Promoting wellness in the workplace can improve the morale, retention rates and productivity of your employees. It’s a topic we’re hearing a lot about but yet 56% of people still say their company does not have sufficient supports in place to help employees with mental health issues.
It’s important for employers to understand the need for creating a safe and supportive work environment for their team. It’s not a strategy that can be implemented in a short space of time but rather one that needs to be ingrained into every aspect of the organisation. Here’s how to promote wellness in the workplace.
Building a culture that’s supportive and nurturing requires serious time and dedication. You can’t just organise ‘meditation hour’ and pat yourself on the back for a job well done. More than one third of us say our job affects our mental health. Make sure your company is a place where employees feel comfortable raising important issues. This means educating your management team so that they live and breathe the cultural values. After all, they are the ones that will really dictate the atmosphere of the organisation. Provide them with sensitivity training so they’re well-equipped to be the considerate and tactful communicators you need them to be.

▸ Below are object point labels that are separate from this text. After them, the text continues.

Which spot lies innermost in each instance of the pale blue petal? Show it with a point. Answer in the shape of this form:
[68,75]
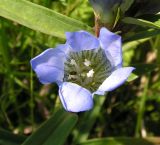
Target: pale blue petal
[117,78]
[74,97]
[81,41]
[111,43]
[49,65]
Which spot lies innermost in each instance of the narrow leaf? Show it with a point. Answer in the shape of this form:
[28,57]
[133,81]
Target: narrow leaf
[140,22]
[122,141]
[54,131]
[143,34]
[39,18]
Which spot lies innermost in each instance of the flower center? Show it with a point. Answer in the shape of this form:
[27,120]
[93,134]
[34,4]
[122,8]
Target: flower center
[88,68]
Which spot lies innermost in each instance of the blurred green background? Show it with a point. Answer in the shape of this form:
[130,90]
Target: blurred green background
[132,110]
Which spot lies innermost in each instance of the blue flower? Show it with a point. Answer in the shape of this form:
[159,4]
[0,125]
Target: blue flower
[83,66]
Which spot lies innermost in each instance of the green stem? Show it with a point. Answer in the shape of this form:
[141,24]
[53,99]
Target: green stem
[31,95]
[141,110]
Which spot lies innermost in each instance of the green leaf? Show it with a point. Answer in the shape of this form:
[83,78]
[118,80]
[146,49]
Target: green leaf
[88,119]
[126,4]
[141,22]
[142,69]
[142,35]
[39,18]
[8,138]
[54,131]
[122,141]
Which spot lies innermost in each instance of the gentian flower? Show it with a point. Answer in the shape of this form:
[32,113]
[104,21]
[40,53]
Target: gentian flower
[83,66]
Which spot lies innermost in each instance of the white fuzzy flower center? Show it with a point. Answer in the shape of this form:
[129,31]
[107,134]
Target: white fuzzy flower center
[88,68]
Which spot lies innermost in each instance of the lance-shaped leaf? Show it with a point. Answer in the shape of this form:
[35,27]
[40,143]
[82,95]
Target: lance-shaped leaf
[39,18]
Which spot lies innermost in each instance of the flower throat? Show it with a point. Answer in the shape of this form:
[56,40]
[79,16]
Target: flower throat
[88,68]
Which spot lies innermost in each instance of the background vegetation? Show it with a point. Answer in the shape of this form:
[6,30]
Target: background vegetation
[133,110]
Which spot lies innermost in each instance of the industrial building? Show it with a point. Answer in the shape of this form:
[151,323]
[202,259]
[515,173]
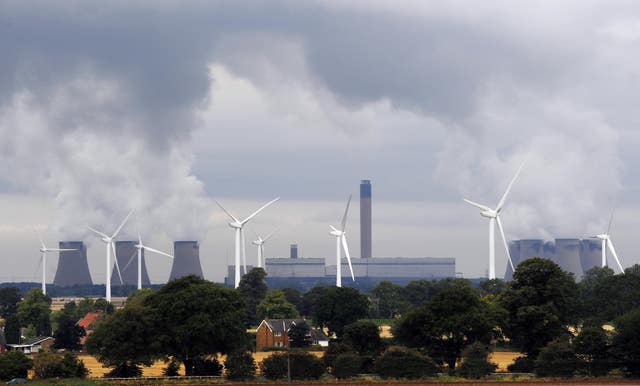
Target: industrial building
[73,267]
[572,255]
[127,255]
[186,259]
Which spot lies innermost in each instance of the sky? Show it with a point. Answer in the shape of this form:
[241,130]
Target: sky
[164,107]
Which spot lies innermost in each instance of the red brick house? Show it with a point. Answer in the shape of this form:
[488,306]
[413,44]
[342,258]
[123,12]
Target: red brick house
[274,333]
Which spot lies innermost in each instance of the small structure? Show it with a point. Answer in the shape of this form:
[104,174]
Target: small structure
[275,333]
[34,345]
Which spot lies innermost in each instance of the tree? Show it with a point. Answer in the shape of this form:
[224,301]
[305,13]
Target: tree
[240,366]
[14,364]
[194,318]
[68,334]
[9,299]
[557,359]
[540,303]
[363,336]
[34,310]
[401,362]
[593,347]
[252,289]
[299,335]
[626,342]
[124,340]
[275,306]
[475,362]
[339,306]
[450,321]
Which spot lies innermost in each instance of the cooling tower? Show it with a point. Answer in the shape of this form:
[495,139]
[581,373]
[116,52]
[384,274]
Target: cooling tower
[186,259]
[73,268]
[568,256]
[590,254]
[127,255]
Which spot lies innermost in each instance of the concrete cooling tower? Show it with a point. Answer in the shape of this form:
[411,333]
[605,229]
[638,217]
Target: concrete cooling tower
[186,259]
[127,255]
[73,268]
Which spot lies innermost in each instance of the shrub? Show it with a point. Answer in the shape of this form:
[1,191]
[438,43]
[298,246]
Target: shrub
[400,362]
[346,365]
[14,364]
[303,366]
[475,362]
[557,359]
[240,366]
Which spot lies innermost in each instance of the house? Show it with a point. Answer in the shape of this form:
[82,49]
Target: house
[3,342]
[88,322]
[41,343]
[275,333]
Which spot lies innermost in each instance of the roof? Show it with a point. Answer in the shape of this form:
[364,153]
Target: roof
[281,325]
[90,319]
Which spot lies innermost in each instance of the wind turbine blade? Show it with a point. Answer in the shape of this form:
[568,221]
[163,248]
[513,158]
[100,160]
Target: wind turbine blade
[227,212]
[506,193]
[615,255]
[157,251]
[344,217]
[506,245]
[259,210]
[97,232]
[121,225]
[346,252]
[115,259]
[135,254]
[479,206]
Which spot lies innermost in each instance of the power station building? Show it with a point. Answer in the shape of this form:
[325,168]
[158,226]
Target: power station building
[365,219]
[73,267]
[186,259]
[572,255]
[127,255]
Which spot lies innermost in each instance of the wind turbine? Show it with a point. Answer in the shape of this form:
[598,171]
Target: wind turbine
[260,244]
[239,237]
[494,217]
[140,246]
[111,248]
[341,239]
[43,261]
[606,242]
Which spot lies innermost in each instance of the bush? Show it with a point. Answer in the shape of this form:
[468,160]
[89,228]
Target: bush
[14,364]
[400,362]
[240,366]
[346,365]
[475,362]
[303,366]
[49,365]
[557,359]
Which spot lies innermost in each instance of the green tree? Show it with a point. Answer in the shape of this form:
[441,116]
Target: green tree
[541,304]
[9,299]
[557,359]
[275,306]
[34,311]
[593,347]
[626,342]
[450,321]
[401,362]
[68,334]
[253,289]
[339,306]
[363,336]
[475,362]
[240,366]
[124,340]
[194,318]
[14,364]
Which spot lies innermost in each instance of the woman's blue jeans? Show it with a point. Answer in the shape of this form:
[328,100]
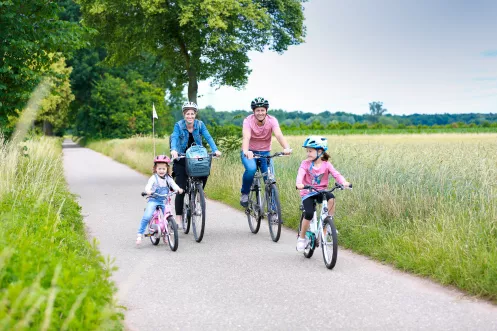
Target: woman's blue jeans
[149,212]
[250,169]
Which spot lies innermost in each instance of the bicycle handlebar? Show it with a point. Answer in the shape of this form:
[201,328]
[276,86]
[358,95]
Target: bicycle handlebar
[278,154]
[183,155]
[156,195]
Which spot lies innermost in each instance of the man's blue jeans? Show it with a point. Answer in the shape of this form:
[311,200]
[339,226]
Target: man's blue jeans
[251,168]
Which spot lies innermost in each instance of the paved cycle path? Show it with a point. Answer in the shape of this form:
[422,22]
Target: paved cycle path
[235,280]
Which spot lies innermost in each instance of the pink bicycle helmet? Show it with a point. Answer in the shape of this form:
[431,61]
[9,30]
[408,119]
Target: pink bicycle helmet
[162,159]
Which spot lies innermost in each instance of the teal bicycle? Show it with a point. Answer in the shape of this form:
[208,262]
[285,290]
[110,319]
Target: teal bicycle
[325,233]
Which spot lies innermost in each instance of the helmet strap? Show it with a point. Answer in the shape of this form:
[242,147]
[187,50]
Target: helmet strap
[317,156]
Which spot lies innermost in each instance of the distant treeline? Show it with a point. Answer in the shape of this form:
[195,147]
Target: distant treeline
[342,120]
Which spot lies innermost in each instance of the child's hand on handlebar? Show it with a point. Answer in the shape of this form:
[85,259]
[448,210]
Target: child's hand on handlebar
[249,154]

Our research shows that 49% of people say their manager is the most influential support in helping them deal with workplace mental health issues.
A management structure that promotes wellbeing among employees will result in higher job satisfaction, less absenteeism, better employee retention and lower health care costs.

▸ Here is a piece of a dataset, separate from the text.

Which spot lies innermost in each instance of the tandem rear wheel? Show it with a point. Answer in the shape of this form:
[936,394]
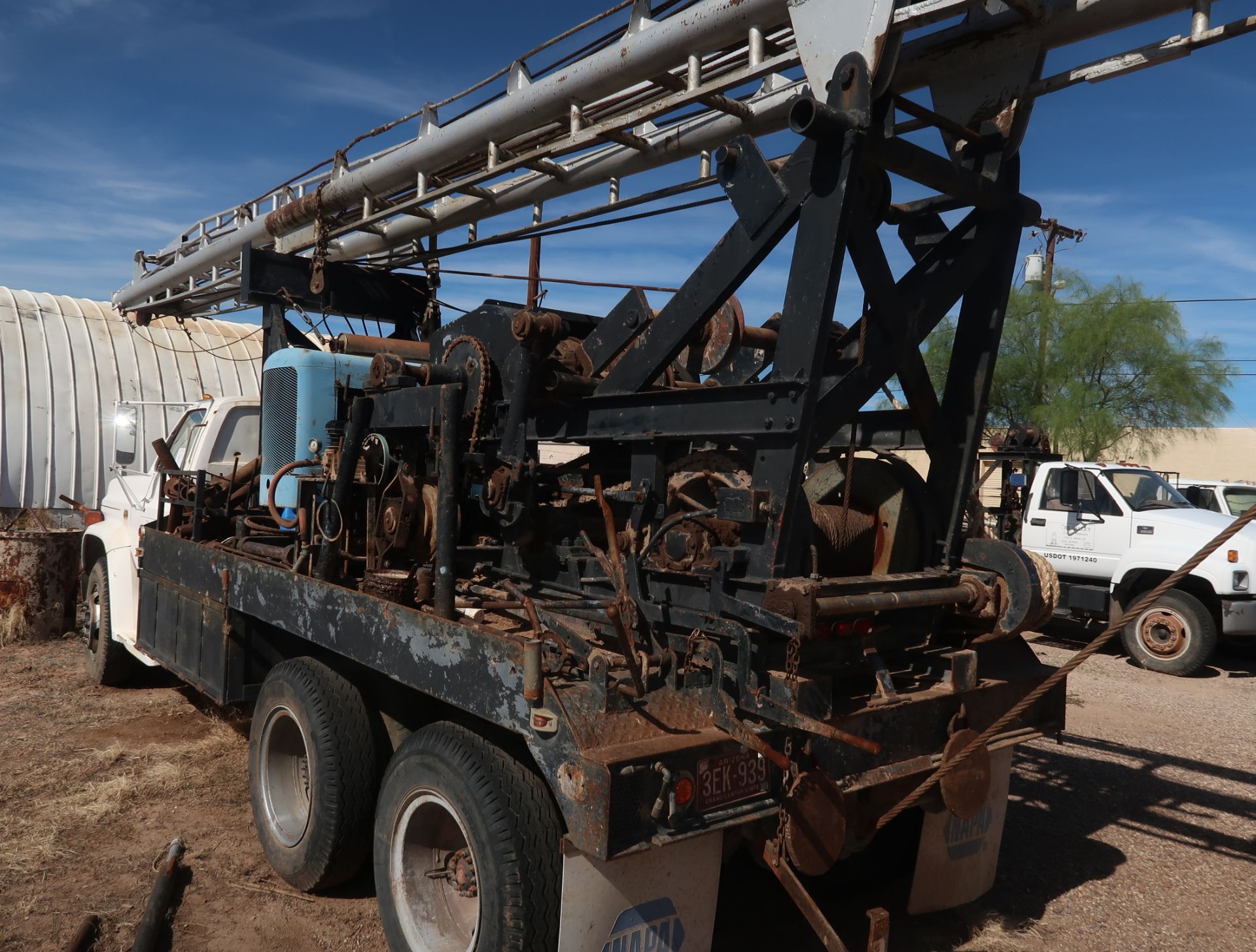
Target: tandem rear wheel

A workplace that facilitates team spirit is good for the physical and mental health. Employees are happier in an environment where they have good social interactions. Lay out the office in a way that allows staff to come together in shared working spaces and break out areas. Natural light, plants and pet-friendly policies help too! Who doesn’t love puppies?
Team sports can be a fantastic way to work through any tensions that may have surfaced during the day, as well as being good for fitness. So get the company involved in the next tag tournament or football league, team bonding is good for the collective souls and an amazing stress buster.
Make a conscious effort to encourage healthy behaviours. Organise team outings that revolve around activity rather than alcohol. Offer reduced gym membership and fitness wearables as company perks or arrange a weekly fitness class such as yoga or aerobics. If that’s not within your budget, there’s plenty of other ways to be more health aware – from having nutritious food options available to insisting employees take their breaks in full to being flexible about holiday days. Our studies show that after money, flexibility around working hours/days is the biggest incentive to stay at a company. Being considerate and respectful of your employee’s work-life balance is crucial.